Compartimos la declaración del CELS:
Hace un año, la violencia política pasó del discurso a la acción
El intento de magnicidio contra Cristina Fernández de Kirchner expresó una violencia política que circulaba en ámbitos sociales y políticos. El ataque de Sabag Montiel sacudió la idea de que los consensos democráticos nos protegían de ese tipo de acciones y que la Argentina era inmune a un movimiento global de extrema derecha que desde la política avanzaba contra la convivencia democrática.
Hace un año asistíamos a un hecho inédito en 40 años de democracia: el intento de magnicidio contra la vicepresidenta Cristina Fernández de Kirchner. El atentado puso de manifiesto una violencia política que se cocinaba en distintas esferas: en redes sociales, en medios de comunicación, a través de referentes partidarios. Una violencia presentida que, aún así, nos tomó por sorpresa cuando desbordó las pantallas y pasó a la acción. Los gatillazos de Fernando Sabag Montiel sacudieron de golpe nuestra idea de que existían acuerdos democráticos que impedían este tipo de violencias y que de ser traspasados generarían un rechazo determinante del sistema político y de gran parte de la sociedad.

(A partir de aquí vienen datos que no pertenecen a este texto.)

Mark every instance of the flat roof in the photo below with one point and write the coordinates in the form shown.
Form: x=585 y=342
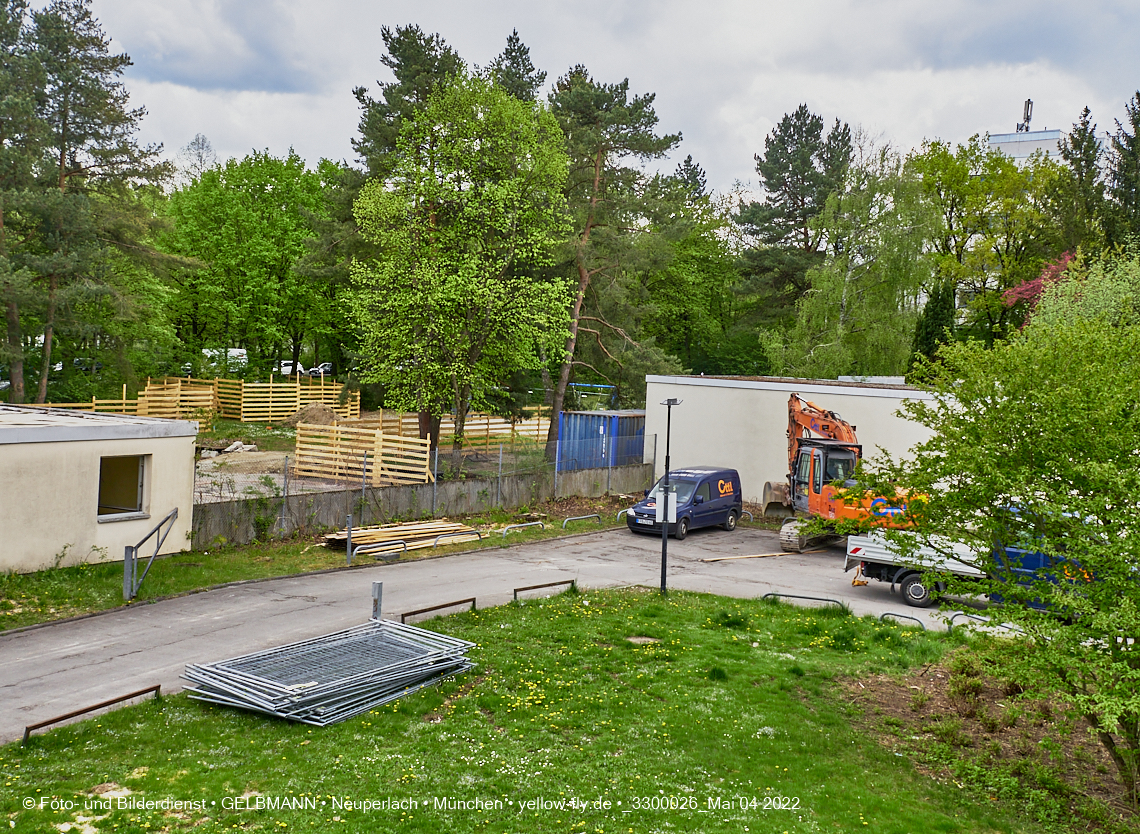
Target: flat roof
x=797 y=385
x=35 y=424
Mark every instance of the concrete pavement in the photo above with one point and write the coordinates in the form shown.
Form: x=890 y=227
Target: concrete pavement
x=53 y=670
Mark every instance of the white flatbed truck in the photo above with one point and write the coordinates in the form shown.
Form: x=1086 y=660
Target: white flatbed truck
x=878 y=559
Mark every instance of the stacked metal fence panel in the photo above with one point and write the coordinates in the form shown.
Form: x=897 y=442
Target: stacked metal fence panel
x=593 y=440
x=332 y=678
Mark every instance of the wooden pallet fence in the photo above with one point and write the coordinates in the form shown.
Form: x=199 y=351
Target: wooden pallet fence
x=338 y=452
x=481 y=431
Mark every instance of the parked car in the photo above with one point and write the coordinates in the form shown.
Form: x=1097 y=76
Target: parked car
x=706 y=496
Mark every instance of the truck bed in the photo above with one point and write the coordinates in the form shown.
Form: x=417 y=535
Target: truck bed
x=877 y=549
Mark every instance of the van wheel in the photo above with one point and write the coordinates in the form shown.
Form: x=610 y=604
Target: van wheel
x=914 y=591
x=682 y=529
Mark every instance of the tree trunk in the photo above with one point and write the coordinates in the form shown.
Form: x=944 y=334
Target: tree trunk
x=16 y=351
x=49 y=327
x=14 y=335
x=462 y=398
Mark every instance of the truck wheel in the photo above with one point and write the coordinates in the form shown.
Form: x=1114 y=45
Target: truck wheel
x=682 y=529
x=914 y=591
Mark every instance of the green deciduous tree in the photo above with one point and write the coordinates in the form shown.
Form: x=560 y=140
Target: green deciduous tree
x=449 y=309
x=992 y=226
x=245 y=223
x=1033 y=446
x=605 y=130
x=857 y=315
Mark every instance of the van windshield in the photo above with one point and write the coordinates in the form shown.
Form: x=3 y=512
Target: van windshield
x=684 y=490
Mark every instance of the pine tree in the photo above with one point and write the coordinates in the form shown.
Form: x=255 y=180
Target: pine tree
x=420 y=63
x=1124 y=176
x=936 y=324
x=514 y=72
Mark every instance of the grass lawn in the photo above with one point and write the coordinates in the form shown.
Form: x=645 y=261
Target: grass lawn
x=724 y=716
x=29 y=598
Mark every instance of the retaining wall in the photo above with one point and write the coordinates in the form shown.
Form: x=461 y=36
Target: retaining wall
x=242 y=522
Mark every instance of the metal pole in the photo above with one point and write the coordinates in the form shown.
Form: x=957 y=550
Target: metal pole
x=434 y=483
x=664 y=498
x=377 y=596
x=285 y=499
x=128 y=579
x=364 y=482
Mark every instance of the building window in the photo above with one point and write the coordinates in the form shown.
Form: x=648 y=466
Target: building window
x=122 y=480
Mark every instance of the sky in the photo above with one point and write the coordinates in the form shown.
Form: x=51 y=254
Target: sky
x=275 y=74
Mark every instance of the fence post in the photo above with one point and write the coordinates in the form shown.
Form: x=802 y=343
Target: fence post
x=364 y=482
x=128 y=573
x=434 y=483
x=348 y=542
x=558 y=459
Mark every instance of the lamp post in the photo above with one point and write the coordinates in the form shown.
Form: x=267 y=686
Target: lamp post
x=664 y=498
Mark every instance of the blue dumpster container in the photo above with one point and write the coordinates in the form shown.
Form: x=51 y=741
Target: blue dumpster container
x=594 y=440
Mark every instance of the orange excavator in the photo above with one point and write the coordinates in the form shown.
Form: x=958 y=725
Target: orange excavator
x=814 y=464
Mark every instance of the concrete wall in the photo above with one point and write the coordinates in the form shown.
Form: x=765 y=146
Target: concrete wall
x=49 y=496
x=241 y=522
x=743 y=423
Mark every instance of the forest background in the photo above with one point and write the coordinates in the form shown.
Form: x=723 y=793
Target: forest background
x=501 y=240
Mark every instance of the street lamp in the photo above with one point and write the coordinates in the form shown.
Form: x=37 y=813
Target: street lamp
x=664 y=499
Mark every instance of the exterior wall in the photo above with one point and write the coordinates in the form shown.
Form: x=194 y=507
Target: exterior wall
x=49 y=497
x=742 y=424
x=238 y=522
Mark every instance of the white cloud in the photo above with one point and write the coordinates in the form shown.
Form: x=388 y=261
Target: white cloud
x=274 y=73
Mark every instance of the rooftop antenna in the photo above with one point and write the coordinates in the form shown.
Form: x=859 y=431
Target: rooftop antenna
x=1024 y=127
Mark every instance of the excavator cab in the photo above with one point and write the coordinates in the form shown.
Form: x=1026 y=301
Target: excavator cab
x=817 y=464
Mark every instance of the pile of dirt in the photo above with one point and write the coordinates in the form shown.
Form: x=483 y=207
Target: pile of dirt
x=314 y=414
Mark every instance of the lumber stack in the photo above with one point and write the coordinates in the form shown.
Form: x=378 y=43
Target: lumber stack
x=417 y=534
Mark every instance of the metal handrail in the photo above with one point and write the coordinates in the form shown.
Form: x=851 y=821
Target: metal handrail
x=131 y=580
x=796 y=596
x=457 y=532
x=520 y=526
x=902 y=616
x=571 y=582
x=376 y=547
x=581 y=517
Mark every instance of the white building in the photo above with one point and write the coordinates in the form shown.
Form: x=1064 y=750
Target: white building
x=741 y=423
x=80 y=487
x=1022 y=146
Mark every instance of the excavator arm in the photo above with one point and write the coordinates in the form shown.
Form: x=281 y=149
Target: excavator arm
x=806 y=417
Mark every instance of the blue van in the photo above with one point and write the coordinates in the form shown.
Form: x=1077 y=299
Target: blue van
x=706 y=497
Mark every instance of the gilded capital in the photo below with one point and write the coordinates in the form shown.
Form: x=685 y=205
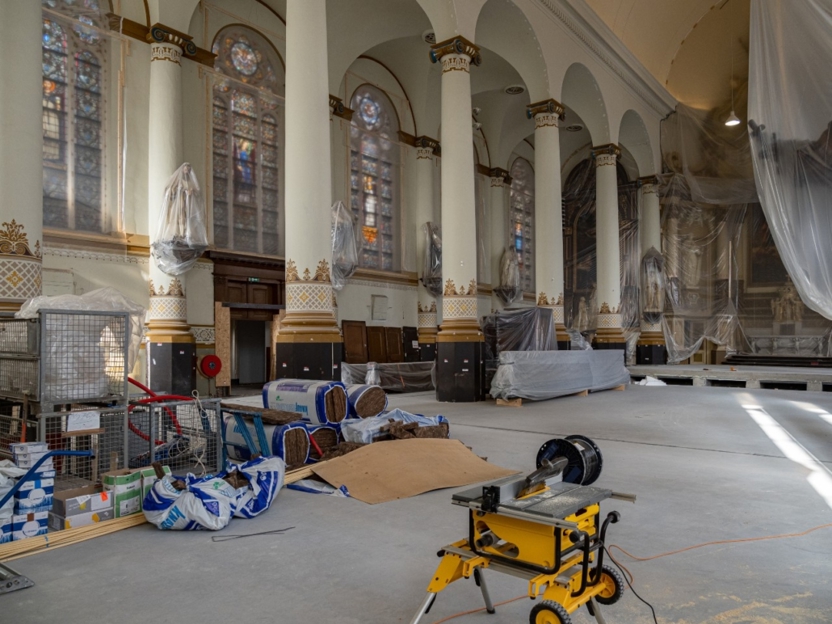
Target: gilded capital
x=458 y=48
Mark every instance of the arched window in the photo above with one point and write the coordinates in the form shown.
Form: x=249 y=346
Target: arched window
x=73 y=115
x=374 y=177
x=247 y=122
x=521 y=218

Ese 1 de septiembre mostró también que la Argentina no es inmune a un movimiento global de extrema derecha que puede recurrir a la violencia y que utiliza los mecanismos institucionales contra la convivencia democrática y el bien común.

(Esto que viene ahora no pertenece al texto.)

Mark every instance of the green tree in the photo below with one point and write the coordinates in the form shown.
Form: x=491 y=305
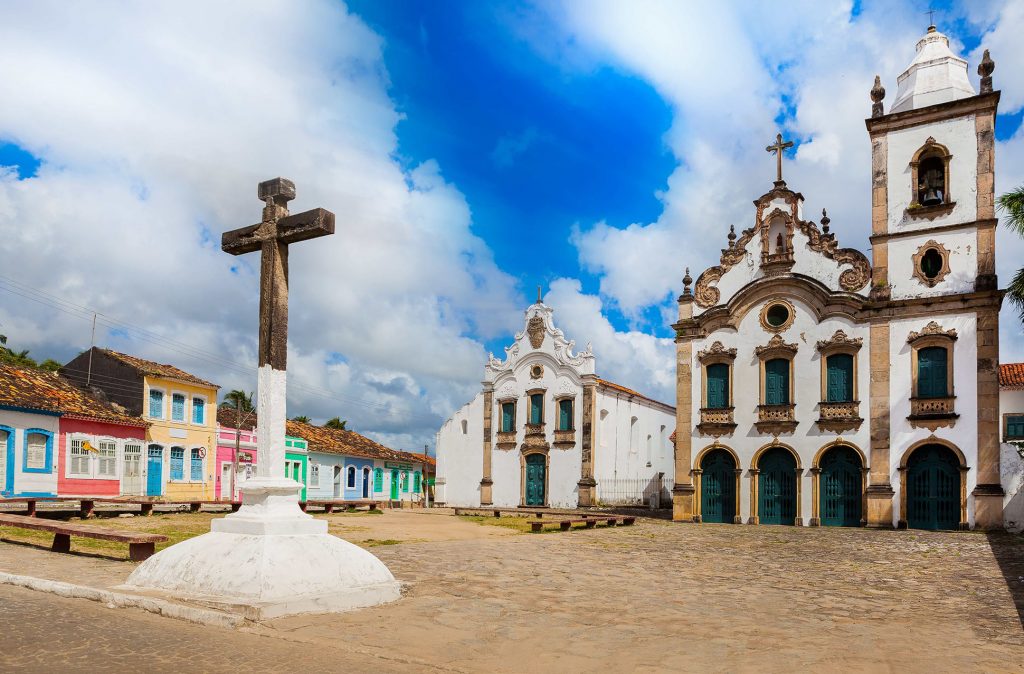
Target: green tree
x=1012 y=204
x=336 y=423
x=239 y=398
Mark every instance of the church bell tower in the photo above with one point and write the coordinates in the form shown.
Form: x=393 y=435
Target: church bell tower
x=933 y=243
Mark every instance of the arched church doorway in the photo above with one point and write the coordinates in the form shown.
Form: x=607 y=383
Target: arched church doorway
x=536 y=470
x=840 y=493
x=933 y=483
x=777 y=488
x=718 y=487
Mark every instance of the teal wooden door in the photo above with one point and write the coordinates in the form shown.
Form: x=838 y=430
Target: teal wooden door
x=932 y=372
x=777 y=382
x=777 y=488
x=718 y=488
x=933 y=489
x=840 y=489
x=839 y=378
x=535 y=478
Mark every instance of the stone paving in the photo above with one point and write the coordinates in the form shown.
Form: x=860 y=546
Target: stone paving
x=667 y=597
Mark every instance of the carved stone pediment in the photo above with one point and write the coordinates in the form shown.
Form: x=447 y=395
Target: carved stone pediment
x=933 y=329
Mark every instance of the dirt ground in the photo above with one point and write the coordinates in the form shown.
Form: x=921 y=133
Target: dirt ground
x=656 y=596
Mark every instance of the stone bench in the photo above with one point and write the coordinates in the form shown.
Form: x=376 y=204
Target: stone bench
x=140 y=546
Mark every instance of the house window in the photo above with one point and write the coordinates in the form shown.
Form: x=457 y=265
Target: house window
x=777 y=381
x=196 y=473
x=177 y=407
x=156 y=404
x=508 y=417
x=839 y=378
x=933 y=372
x=80 y=460
x=178 y=463
x=718 y=386
x=107 y=459
x=199 y=411
x=537 y=409
x=1015 y=427
x=565 y=414
x=36 y=452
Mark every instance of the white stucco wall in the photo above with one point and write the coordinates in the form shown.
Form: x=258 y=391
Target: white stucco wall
x=1012 y=464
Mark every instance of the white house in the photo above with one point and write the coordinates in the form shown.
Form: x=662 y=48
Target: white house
x=877 y=393
x=546 y=430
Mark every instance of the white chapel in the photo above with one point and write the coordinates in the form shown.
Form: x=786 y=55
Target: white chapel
x=877 y=395
x=547 y=430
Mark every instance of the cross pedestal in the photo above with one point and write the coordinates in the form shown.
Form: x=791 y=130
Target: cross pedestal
x=269 y=558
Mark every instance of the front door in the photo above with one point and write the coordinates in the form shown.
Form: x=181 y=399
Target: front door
x=155 y=471
x=777 y=488
x=131 y=470
x=718 y=488
x=840 y=493
x=933 y=489
x=535 y=478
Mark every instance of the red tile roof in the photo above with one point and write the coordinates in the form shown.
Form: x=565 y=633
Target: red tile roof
x=47 y=391
x=154 y=369
x=1012 y=375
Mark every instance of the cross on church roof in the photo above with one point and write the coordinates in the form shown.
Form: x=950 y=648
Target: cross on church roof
x=777 y=151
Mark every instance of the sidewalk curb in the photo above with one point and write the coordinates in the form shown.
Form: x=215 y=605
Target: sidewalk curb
x=121 y=600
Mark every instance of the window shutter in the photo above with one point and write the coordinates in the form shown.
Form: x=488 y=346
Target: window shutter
x=718 y=386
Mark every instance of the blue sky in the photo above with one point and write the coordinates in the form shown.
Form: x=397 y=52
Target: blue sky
x=472 y=151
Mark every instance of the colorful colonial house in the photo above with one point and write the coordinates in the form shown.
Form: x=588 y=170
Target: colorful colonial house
x=56 y=439
x=343 y=464
x=180 y=439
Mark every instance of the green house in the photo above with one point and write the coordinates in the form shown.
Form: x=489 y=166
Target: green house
x=296 y=462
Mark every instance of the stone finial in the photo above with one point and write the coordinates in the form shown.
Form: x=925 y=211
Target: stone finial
x=985 y=69
x=878 y=93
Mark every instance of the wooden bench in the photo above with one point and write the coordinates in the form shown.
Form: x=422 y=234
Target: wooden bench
x=140 y=546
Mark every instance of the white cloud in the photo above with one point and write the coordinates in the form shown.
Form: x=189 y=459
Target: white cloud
x=155 y=128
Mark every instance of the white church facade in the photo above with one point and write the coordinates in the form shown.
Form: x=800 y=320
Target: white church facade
x=876 y=398
x=546 y=431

El atentado fue el punto extremo de esta violencia, pero se ubica en una serie de ataques y hostigamientos online y offline a activistas progresistas, del campo nacional y popular, a organismos de derechos humanos, a feministas, a referentes políticas, sociales y sindicales por parte de grupos alineados con la extrema derecha local. El debate público se volvió un escenario adverso a la pluralidad y la convivencia y, con frecuencia, vemos crecer el menosprecio por la democracia, sus logros y su horizonte de igualdad.
En el año que transcurrió desde aquel episodio se repitieron ataques a locales partidarios y a organismos de derechos humanos, la vandalización de sitios de memoria por los crímenes de la dictadura, el negacionismo, la denigración, y la misoginia y el racismo continuaron. El sistema político no ha sido lo suficientemente enfático en poner límites a esos ataques, por impotencia o menosprecio del fenómeno. Tenemos que convertir el Nunca Más que conquistamos en una movilización amplia, plural, igualitaria, un pacto renovado que insista más que nunca en democracia.

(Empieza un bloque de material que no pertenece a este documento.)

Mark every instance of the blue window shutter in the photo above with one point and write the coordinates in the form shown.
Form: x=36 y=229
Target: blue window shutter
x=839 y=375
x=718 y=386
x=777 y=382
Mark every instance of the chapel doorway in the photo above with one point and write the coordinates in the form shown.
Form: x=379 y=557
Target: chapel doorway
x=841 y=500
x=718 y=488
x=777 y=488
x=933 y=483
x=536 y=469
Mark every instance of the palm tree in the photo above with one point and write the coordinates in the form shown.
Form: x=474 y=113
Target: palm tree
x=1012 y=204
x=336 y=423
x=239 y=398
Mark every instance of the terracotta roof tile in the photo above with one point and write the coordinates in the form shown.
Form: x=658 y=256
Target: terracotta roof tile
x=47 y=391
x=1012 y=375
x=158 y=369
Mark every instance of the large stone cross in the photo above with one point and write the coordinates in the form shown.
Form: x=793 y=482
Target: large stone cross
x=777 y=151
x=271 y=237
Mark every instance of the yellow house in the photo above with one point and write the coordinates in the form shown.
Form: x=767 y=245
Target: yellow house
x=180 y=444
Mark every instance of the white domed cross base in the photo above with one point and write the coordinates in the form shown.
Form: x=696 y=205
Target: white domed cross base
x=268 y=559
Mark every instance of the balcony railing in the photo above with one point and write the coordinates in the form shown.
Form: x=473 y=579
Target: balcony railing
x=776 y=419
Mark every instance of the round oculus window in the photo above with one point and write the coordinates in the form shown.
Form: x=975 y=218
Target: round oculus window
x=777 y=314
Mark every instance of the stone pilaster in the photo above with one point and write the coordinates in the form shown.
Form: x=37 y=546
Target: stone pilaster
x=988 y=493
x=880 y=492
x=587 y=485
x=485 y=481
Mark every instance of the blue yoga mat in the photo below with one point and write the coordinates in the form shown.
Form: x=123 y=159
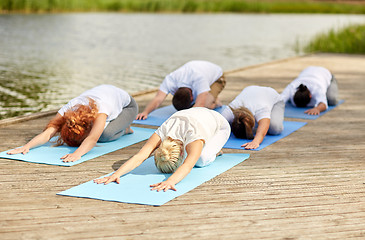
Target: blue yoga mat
x=295 y=112
x=47 y=154
x=160 y=115
x=135 y=188
x=289 y=127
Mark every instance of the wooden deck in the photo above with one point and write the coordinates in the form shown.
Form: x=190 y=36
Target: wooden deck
x=309 y=185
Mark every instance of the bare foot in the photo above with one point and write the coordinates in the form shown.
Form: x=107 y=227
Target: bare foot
x=128 y=130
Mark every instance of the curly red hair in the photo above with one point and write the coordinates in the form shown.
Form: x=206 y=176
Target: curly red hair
x=75 y=125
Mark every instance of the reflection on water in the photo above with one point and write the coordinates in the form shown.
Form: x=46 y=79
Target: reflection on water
x=45 y=60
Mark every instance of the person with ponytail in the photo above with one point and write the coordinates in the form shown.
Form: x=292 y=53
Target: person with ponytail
x=198 y=131
x=101 y=114
x=255 y=105
x=315 y=87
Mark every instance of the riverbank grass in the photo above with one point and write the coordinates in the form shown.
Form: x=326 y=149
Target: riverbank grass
x=184 y=6
x=349 y=39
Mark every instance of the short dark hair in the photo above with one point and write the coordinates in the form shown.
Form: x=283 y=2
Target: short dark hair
x=243 y=123
x=302 y=96
x=182 y=98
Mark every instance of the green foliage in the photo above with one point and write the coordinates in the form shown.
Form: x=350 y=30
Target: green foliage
x=350 y=39
x=191 y=6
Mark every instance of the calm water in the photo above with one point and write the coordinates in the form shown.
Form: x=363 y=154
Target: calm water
x=45 y=60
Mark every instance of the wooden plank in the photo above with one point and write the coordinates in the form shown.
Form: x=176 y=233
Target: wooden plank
x=309 y=185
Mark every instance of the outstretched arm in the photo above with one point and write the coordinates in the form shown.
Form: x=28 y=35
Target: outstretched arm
x=193 y=151
x=90 y=141
x=262 y=128
x=152 y=143
x=316 y=110
x=156 y=101
x=38 y=140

Que a un año del atentado contra la vicepresidenta no haya claridad sobre quiénes lo alentaron y que el Poder Judicial no sea eficaz en dar respuestas a la sociedad sobre un intento de magnicidio envía una señal sobre la falta de consecuencias de la violencia política. Esto es peligroso para la vida democrática.
Los grupos políticos que apoyaron acciones violentas en el espacio público y construyeron su identidad a partir de una escalada bélica de la política se han transformado en una opción electoral, como la fórmula Milei-Villarruel. Discursos que proponen exterminar a otras fuerzas políticas y que justifican la violencia estatal como respuesta a la disidencia son parte fundamental de la campaña en curso. Detener su avance y el daño del que se ha demostrado que son capaces es la tarea que tenemos por delante.